Ne Uçaklar Gördüm İçinde İnsan Yok

Türkiye, ilk dönem havacılarını, bilim ve iş adamlarını hantal bir bürokrasinin dişlerinde öğüterek, insanlı havacılık trenini göz göre göre kaçırmıştı. Yardım adı altında gönderilen emperyalist hibelere yıllarca bel bağlamış, ilk ambargoyla titreyip kendisine gelmiş, ama kendi havacılık sanayiini yeniden kurması yıllar almıştı. İnsansız havacılık dönemi başlarken, Türkiye bir fırsatı daha tepemezdi, tepmedi de. Bugün Türk havacılığının küllerinden bir Anka doğuyor. Nikola Tesla’dan Marilyn Monroe’ya, 19. Yüzyıl Venedik’inden 21. Yüzyıl Türkiyesine uzanan bir garip öykü bu.

Showbiz!

“Maymunu eğitmiş, koymuş botun içine,” diyordu biri. Bir başkası komplo teorisi üretecek durumda bile değildi: “sihir bu!” diye bağırıyordu. O gün Madison Meydanı’nda bulunan herkes, su üstünde başınabuyruk hareket eden iki metrelik tekneyi ağzı açık izlemişti. Öyle ya, sene 1898 – birçoğu daha radyo bile görmemişti. Radyo kontrollü bir tekneyi ilk görüşte nasıl kanıksayabilirlerdi? Ama zaten maksat da kanıksatmak değil, şaşırtmaktı. Gösteri düşkünü dahi Nikola Tesla bir kez daha yapmıştı yapacağını.

Telotomaton

Nikola Tesla, Wright kardeşlerin ilk uçuşundan altı yıl önce, uzaktan kumandalı iki tekne tasarlayıp inşa etmiş; “telotomaton” adını verdiği icadının patentini “Hareketli Deniz ve Kara Araçlarının Kontrol Mekanizması İçin Metod ve Aparat” başlığıyla almıştı. Demir gövdeli tekneler, güçlerini, Tesla’nın kendi tasarımı olan elektrik pillerinden sağlıyordu. Radyomekanik alıcıları, kablosuz bir vericiden gönderilen komutları algılayarak harekete dönüştürüyordu. Işıkları, uskuru ve tüm kontrol yüzeyleri uzaktan kumandalıydı. Tesla, su altına da dalabilen teknelerinde patlayıcı taşımaya elverişli modüler birer boşluk bırakmıştı. Ayrıca radyonun henüz emekleme safhasında olduğu o yıllarda, aynı frekansı kullanan başka bir vericinin kontrolü ele geçirmesini engelleyecek ilkel birer mantık mekanizmasıyla donatmıştı teknelerini. Bu, onu hem elektronik karşı-karşı önlemin[i], hem güdümlü silahların, hem radyo kontrolünün, hem de insansız araçların babası haline getiriyordu.

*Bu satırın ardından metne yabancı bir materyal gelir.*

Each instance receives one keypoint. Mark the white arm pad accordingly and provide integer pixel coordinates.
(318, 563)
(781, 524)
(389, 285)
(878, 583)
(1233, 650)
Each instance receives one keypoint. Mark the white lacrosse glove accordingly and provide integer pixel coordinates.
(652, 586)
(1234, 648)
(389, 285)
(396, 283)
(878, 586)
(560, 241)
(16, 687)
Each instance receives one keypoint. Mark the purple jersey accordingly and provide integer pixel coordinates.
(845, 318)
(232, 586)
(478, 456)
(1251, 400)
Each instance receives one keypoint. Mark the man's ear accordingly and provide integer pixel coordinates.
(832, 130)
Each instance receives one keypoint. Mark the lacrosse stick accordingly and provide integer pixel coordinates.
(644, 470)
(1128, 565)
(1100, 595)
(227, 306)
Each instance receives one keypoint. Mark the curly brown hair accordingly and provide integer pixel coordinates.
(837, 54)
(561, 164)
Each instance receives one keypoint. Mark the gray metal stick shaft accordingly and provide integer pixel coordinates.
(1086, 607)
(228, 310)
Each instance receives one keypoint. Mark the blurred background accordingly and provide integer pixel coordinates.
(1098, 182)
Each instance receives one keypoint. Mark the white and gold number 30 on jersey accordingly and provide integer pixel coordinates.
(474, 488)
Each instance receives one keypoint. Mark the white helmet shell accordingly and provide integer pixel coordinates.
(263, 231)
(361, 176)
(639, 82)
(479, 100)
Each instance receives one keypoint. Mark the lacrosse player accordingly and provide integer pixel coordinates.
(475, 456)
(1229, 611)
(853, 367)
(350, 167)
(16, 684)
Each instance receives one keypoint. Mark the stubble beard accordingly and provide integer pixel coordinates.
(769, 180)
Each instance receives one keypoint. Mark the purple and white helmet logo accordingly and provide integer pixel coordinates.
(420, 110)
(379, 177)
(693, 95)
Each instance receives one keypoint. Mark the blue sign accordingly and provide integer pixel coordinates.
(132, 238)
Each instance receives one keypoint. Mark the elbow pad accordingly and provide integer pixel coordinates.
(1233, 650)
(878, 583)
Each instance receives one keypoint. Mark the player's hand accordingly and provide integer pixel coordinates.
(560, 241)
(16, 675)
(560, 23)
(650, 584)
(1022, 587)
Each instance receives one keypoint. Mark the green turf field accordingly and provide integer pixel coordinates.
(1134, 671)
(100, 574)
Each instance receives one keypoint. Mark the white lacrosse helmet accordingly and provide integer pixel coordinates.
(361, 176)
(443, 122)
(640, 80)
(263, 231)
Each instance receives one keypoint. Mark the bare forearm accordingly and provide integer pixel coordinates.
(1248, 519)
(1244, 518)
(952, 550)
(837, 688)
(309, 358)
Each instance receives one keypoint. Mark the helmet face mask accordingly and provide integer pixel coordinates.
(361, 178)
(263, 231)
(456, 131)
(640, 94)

Fakat Tesla, dahi ve şovmen olduğu kadar bahtsızdı da. Amerikan ve İngiliz hükümetlerine sunduğu telotomaton projesi, neredeyse hiç ilgi görmedi. Oysa bu icattan beklentileri çok büyüktü Tesla’nın. O kadar ki, yirmi yıl sonra kaleme alacağı “İcatlarım” adlı otobiyografik eserinde[ii] telotomaton’a dair şu satırlara yer verecekti: “Bu noktada kalacak değiliz. Kendi zekaları varmış gibi davranabilen telotomatlar önünde sonunda üretilecek ve ortaya çıkışları bir devrim yaratacak. Ta 1898’de, büyük bir üretim müessesesinin temsilcilerine bir teklif götürmüştüm. Onlara, kendi başına bırakıldığında birçok işlevi muhakeme yeteneğine benzer bir şey sayesinde gerçekleştirebilen bir otomobil inşa etmeyi ve onu halka tanıtmayı önermiştim.”

Telotomaton, Birinci Dünya Savaşı sırasında bazı Avrupa ülkelerinin dikkatini biraz da olsa çekmeyi başardı. Hatta Nikola Tesla’yla yakın dostluğu herkesin malumu olan Mark Twain, makinelerin gönüllü Avrupa mümessili olmayı bile teklif etti. Fakat bu ilgi de kısa süre sonra sönüp gitti. İkinci Dünya Savaşı’nın sonlarına doğru Almanlar müttefik gemilerini batırmak için patlayıcı yüklü, radyo kontrollü saldırı botları kullanmaya başladığında[iii] müttefiklerin aklı başına geldi mi bilinmez. Bilinen bir şey var ki, Nikola Tesla, insansız orduları bundan 110 yıl önce öngörmüştü.

Otomatik uçak

Birinci Dünya Savaşı’ndan hemen önce, kendi kendisine hareket edebilen araçlara yönelik oluşan ilgi boşuna değildi. Teknolojiye yön veren birçok ülke, radyo ve jiroskop gibi aygıtların uzaktan kontrolü veya otonom seyrüseferi kuramsal da olsa mümkün kıldığının farkına varmıştı. Bir noktadan diğerine ulaşırken deniz veya kara araçlarının maruz kaldığı kısıtlardan muaf olan uçaklar, denemelerin başlıca öznesi haline gelmişti.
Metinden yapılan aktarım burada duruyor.